Observation data (J2000 epoch)
- Constellation: Phoenix
- Right ascension: 01^{h} 14^{m} 22.5^{s}
- Declination: −55° 23′ 55″
- Redshift: 0.012158
- Heliocentric radial velocity: 3,645 km/s
- Apparent magnitude (V): 13.12
- Absolute magnitude (V): -20.31

Characteristics
- Type: Irr pec? (PGC 4461) and S0 pec? (PGC 4468)
- Apparent size (V): 1.8' × 1.8'

Other designations
- IRAS F01123-5539, PGC 4468

= NGC 454 =

Pair of interacting galaxies in the constellation Phoenix

NGC 454 is a pair of interacting galaxies located 150 million light years away in the constellation Phoenix.
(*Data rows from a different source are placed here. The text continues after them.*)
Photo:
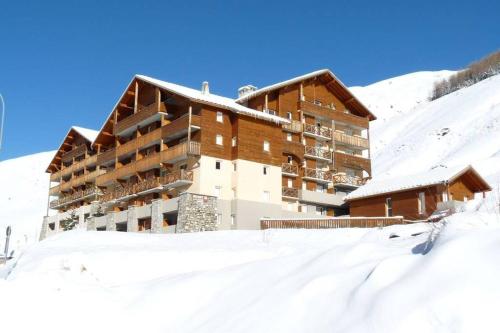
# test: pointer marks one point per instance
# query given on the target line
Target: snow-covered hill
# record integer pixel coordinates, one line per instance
(416, 135)
(23, 198)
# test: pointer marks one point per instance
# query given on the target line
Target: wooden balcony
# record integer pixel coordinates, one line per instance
(289, 192)
(68, 156)
(294, 126)
(354, 161)
(89, 161)
(351, 140)
(294, 148)
(149, 185)
(317, 153)
(288, 169)
(171, 155)
(341, 179)
(143, 113)
(329, 113)
(320, 133)
(77, 196)
(317, 175)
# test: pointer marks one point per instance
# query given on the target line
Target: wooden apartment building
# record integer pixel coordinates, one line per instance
(295, 148)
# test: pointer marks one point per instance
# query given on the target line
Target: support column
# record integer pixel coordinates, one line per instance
(132, 222)
(156, 216)
(110, 221)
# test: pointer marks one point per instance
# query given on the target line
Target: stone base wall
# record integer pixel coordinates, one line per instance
(196, 213)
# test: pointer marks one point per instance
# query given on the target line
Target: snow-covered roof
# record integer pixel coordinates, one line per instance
(215, 100)
(87, 133)
(436, 176)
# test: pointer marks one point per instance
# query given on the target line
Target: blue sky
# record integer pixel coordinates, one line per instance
(65, 63)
John Herschel discovered it on October 5, 1834. It was described by Dreyer as "very faint, small, round, brighter middle."
NGC 454 consists of a large elliptical galaxy that had been destroyed by the merging. And the pair also contains a bluish gas-rich irregular galaxy. The irregular galaxy may also have caused a trail of hot blue stars in the right of the image. The elliptical galaxy is on the left and the irregular galaxy is on the right. The trail is also located on the right.